In various campaign speeches in 1912, Wilson spoke of the need for greater social justice in America. In one speech he argued how

we must see to it that there is no overcrowding, that there is no bad sanitation, that there is no unnecessary spread of avoidable diseases, that there is every safeguard against accidents, that women are not driven to impossible tasks and children not permitted to spend their energy before it is fit to be spent, that all the hope of the race must be preserved, and that men must be preserved according to their individual needs and not according to the programs of industry merely.

In another speech, Wilson put forward a similar case for greater government intervention in society, arguing that

A government is intended to serve the people that live under it.
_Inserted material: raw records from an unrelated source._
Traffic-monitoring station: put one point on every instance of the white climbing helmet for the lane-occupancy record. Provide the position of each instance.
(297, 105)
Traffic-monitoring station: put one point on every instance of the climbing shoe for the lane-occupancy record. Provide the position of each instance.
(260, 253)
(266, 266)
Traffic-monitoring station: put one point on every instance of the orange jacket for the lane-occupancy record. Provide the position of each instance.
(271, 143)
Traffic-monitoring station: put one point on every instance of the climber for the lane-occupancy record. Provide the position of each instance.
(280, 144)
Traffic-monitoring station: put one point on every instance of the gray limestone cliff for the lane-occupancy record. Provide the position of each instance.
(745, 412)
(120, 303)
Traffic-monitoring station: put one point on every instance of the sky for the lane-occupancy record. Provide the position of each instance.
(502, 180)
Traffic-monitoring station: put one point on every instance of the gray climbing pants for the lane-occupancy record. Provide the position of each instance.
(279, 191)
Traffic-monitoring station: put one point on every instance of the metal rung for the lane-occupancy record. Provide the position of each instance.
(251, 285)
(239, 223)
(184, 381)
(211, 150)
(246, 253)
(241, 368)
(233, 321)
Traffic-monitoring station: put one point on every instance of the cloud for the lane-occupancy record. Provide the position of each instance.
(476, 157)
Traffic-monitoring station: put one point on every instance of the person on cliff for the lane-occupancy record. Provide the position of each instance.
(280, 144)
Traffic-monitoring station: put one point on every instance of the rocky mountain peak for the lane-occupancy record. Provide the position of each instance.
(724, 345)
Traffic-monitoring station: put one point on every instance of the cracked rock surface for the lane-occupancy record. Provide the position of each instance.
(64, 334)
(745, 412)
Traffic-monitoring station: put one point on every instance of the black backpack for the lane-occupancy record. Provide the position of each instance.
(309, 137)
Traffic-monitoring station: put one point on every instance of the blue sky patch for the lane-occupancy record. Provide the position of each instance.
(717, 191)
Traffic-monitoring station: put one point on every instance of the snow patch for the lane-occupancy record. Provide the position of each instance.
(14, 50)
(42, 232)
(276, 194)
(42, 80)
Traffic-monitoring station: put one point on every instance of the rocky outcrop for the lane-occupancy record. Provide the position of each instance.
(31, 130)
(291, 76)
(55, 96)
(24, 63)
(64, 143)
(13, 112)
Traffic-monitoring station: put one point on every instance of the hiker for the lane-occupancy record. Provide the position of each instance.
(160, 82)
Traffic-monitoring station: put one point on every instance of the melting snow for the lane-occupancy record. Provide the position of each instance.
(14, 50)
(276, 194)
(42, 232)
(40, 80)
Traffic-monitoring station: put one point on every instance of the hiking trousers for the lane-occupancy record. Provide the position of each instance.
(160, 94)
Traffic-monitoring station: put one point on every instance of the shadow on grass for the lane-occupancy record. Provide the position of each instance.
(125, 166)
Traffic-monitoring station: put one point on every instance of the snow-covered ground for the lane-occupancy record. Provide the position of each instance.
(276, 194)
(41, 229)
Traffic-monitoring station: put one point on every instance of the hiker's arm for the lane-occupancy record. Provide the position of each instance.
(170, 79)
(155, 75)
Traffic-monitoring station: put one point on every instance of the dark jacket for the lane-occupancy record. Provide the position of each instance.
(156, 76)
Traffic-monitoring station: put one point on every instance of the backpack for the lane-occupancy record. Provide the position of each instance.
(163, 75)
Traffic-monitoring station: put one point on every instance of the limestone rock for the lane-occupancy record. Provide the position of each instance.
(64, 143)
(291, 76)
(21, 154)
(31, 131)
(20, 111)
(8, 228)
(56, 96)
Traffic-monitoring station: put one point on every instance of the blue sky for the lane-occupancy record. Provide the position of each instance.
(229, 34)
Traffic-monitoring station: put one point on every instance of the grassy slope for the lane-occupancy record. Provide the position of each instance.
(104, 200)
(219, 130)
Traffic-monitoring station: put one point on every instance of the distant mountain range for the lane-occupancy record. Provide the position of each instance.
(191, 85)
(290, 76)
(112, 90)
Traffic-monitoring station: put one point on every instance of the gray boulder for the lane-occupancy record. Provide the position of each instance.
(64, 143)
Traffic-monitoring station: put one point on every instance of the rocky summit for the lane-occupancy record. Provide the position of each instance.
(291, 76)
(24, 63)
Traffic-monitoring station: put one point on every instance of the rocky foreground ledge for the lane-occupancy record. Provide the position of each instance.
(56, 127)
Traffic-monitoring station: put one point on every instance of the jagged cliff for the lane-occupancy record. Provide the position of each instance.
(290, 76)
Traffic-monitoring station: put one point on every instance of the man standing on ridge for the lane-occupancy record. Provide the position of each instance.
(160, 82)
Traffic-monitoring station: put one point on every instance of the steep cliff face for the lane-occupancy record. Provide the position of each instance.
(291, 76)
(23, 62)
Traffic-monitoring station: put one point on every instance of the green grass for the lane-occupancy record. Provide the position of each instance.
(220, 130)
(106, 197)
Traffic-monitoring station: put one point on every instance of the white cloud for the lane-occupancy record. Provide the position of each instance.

Now, there are a great many ways in which to serve the people that live under it, and our government has neglected some of those ways. We are only just now beginning to learn how to take care of our people, to prevent accidents, where accidents are obviously apt to occur in a great many employments, to prevent unreasonable hours of labor, to prevent women [from] being overworked, to prevent young children from being worked at all. There are a score of things which nowadays we regard as the function of the government, but government has been neglectful of these things because it has been taking care of the particular groups of people and not thinking of the life of the people as a whole. And now the American people, high and wide, are looking directly at the government, are putting away all notions about it.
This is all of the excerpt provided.